Matate, amor tiene una intensidad narrativa impresionante. Harwicz maneja el ritmo a través de las divisiones entre párrafos, la mayoría de más de una página pero tampoco demasiado largos, que cierran siempre como si de un cuento se tratara. Esos respiros, esas pausas en el desarrollo de la novela, permiten también al lector tomar aire y seguir adentrándose en la historia de la protagonista. Todos los demás, el marido, el amante, el hijo, la suegra, son personajes secundarios. Ella devora la acción, la mueve con el lenguaje desgarbado de su lengua inquieta, con su mirada que incendia la pradera a la menor provocación. “Intento pertenecerle. Le doy mi cuero cabelludo. Tomá. Le doy mi cerebro. Le doy mi piel estirada. Tironeá. Le doy mis pestañas, no me importa perderlas. Que mis ojos se sequen en un abrir y cerrar. Me ofrezco. Agarrá. Tené, Probá”. Y así hasta que todo parece estallar en pedazos. Nadie puede salir incólume de esta lectura.

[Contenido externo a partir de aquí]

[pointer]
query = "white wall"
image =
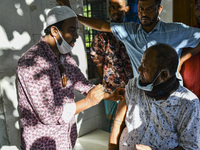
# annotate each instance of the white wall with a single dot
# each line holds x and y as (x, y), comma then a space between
(21, 25)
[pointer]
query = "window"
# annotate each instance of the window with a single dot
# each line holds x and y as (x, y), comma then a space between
(96, 9)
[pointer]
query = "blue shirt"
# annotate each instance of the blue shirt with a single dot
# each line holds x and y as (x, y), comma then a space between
(136, 40)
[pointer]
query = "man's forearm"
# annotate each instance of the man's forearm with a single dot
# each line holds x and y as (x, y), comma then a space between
(96, 24)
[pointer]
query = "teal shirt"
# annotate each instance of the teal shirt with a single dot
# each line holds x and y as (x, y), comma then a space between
(136, 40)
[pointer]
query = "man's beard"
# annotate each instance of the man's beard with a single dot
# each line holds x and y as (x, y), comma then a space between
(152, 22)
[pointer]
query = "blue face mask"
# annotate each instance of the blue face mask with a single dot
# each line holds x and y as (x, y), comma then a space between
(148, 87)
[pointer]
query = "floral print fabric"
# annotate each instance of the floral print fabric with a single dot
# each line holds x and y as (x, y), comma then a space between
(117, 69)
(42, 97)
(162, 124)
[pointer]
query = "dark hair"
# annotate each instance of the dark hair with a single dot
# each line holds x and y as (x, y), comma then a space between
(126, 2)
(167, 57)
(47, 31)
(158, 2)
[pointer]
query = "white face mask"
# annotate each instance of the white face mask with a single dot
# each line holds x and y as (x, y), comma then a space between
(64, 48)
(148, 87)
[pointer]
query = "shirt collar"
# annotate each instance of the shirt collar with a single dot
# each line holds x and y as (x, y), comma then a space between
(48, 51)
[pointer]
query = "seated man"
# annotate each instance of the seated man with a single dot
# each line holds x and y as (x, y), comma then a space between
(159, 113)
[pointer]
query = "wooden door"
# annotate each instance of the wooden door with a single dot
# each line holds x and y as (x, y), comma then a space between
(184, 11)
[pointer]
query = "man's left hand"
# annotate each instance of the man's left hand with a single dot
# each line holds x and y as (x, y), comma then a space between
(142, 147)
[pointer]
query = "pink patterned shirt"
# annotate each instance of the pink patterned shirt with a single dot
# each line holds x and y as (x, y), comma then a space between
(42, 99)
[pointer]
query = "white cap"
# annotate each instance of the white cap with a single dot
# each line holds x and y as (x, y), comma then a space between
(59, 13)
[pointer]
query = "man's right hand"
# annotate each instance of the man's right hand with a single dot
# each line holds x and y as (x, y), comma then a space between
(95, 95)
(64, 2)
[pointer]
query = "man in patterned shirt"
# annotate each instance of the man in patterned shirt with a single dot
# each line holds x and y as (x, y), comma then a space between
(47, 77)
(159, 113)
(111, 59)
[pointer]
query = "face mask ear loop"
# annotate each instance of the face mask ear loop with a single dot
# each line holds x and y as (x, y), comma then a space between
(156, 78)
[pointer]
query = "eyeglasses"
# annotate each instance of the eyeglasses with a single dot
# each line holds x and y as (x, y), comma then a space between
(148, 9)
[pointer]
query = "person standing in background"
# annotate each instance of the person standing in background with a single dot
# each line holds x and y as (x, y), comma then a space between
(151, 30)
(111, 59)
(190, 70)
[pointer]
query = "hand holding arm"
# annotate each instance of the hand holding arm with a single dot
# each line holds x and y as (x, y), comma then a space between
(64, 2)
(94, 96)
(117, 95)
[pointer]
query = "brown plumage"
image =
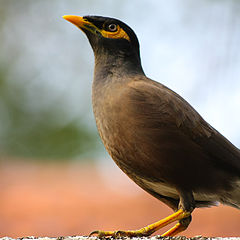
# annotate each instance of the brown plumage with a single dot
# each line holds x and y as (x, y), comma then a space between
(153, 134)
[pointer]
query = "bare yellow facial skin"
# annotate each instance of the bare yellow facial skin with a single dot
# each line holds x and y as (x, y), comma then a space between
(82, 23)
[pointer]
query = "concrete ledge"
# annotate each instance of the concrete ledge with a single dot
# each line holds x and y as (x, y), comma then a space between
(158, 237)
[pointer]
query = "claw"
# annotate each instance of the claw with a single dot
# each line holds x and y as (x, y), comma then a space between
(180, 215)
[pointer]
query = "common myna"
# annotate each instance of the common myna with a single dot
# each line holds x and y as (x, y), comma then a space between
(153, 134)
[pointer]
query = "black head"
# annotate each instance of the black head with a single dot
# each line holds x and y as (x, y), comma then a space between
(108, 36)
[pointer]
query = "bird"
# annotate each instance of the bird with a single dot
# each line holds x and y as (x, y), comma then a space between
(155, 136)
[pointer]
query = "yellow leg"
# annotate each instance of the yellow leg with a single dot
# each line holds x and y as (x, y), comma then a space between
(148, 230)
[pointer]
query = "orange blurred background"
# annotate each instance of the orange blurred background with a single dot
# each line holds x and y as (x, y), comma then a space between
(74, 199)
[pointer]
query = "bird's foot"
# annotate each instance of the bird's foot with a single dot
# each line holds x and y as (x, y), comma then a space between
(121, 233)
(180, 215)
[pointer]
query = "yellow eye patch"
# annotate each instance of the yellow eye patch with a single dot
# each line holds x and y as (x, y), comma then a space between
(118, 34)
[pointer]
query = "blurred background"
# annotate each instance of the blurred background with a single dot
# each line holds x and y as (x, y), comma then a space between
(55, 176)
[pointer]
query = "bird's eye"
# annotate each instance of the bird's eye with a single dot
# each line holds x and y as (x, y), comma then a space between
(112, 27)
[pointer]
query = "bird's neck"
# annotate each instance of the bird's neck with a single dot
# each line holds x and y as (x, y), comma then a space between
(118, 67)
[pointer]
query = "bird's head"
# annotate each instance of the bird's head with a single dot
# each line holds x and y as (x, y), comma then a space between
(108, 37)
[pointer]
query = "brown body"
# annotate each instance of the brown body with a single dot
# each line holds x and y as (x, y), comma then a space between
(166, 145)
(153, 134)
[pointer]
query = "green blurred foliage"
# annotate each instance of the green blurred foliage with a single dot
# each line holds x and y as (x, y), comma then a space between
(36, 120)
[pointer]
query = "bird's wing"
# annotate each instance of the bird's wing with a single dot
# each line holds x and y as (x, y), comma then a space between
(165, 107)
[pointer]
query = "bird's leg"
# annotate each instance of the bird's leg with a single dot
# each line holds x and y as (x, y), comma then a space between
(183, 215)
(148, 230)
(179, 227)
(186, 202)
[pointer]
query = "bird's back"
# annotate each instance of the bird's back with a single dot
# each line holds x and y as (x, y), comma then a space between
(145, 126)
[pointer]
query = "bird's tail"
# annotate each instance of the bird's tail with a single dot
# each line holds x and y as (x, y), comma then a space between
(234, 196)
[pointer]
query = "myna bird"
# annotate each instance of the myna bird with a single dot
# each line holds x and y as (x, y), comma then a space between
(153, 134)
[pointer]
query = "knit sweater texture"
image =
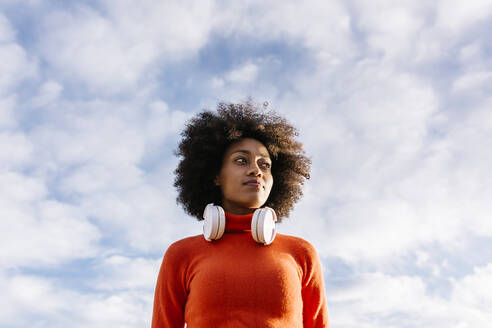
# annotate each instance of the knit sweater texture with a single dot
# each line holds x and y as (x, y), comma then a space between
(236, 282)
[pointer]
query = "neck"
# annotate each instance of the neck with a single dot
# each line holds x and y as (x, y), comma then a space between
(238, 222)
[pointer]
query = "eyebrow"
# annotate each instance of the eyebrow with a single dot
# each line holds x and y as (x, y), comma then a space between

Ariana Harwicz. Elefante, Santiago, 2018. 104 páginas.

Los accidentes

Reseña publicada en la revista «Sábado» del diario El Mercurio, 29 de junio de 2019

losaccidentes4435Actriz, dramaturga y cuentista, Camila Fabbri es una nueva e interesante voz en la siempre prolífica literatura argentina. Los accidentes es un libro desconcertante, compuesto de breves relatos donde se alternan jirones de sueños y pesados bloques de realidad, pero que sobre todo dejan en suspenso la idea de una narración lineal de estructura familiar. Fabbri explora con libertad y soltura –y una cierta desprolijidad, como lo dijo en una reciente entrevista- las posibilidades del relato. Hay historias de obsesiones, como la de Lautaro con las bombas, o la de Lorena con los planeadores y el estallido nuclear en el cielo de Hiroshima; hay relatos donde el agua desempeña un papel protagónico; por ejemplo, “Superficie celeste”, donde la frontera entre la superficie del agua y el cielo es tan borrosa como lo que se narra, la historia de una ausencia que deja atrás otra posibilidad más sombría y aterradora, la de un descuido fatal. El primer cuento recuerda a J.G. Ballard y su versión cinematográfica, Crash, a cargo de David Cronenberg. No es casual el vínculo porque relee precisamente el título del libro, Los accidentes, desde una lógica muy distinta. Hay otras líneas narrativas con hijos, hijas y, sobre todo, madres, o parejas, como los papás de María, en el cuento “Carretera plena”, de “espaldas longilíneas”, “y todo lo bello que tienen no fue heredado por María”. El paisaje es siempre vagamente familiar, en todo hay una reminiscencia de algo, pero tampoco el entorno entrega certezas reconocibles.

El protagonista de “Perros muertos”, un periodista deportivo enviado a cubrir a un equipo de provincia y sobre todo a un jugador sumamente talentoso, piensa en su situación en una desangelada pieza de un hotel: “estar convirtiéndome en escritor. Convertirme en un escritor durante un viaje, o algo parecido. Como si fuese una religión. Algo que tuviera que militar, o defender con un poco de delirio”. Esa tensión de la escritura como una religión, una militancia, que solo puede ser posible con una cuota de delirio, atraviesa el libro; aunque los relatos difuminen las líneas argumentales y den giros hacia otros abismos, hay también una cierta contención, la búsqueda de un cierre, el establecimiento de un punto final que, paradójicamente, suele no serlo. No se trata de finales abiertos, ni de historias que muestran lo que se vería en el fugaz tiempo de un relámpago, sino de la particular atmósfera y estructura quebrada de cuentos que parecen surgir de la nada para volver a ese mismo origen.

Camila Fabbri. Elefante, Santiago, 2019. 106 páginas.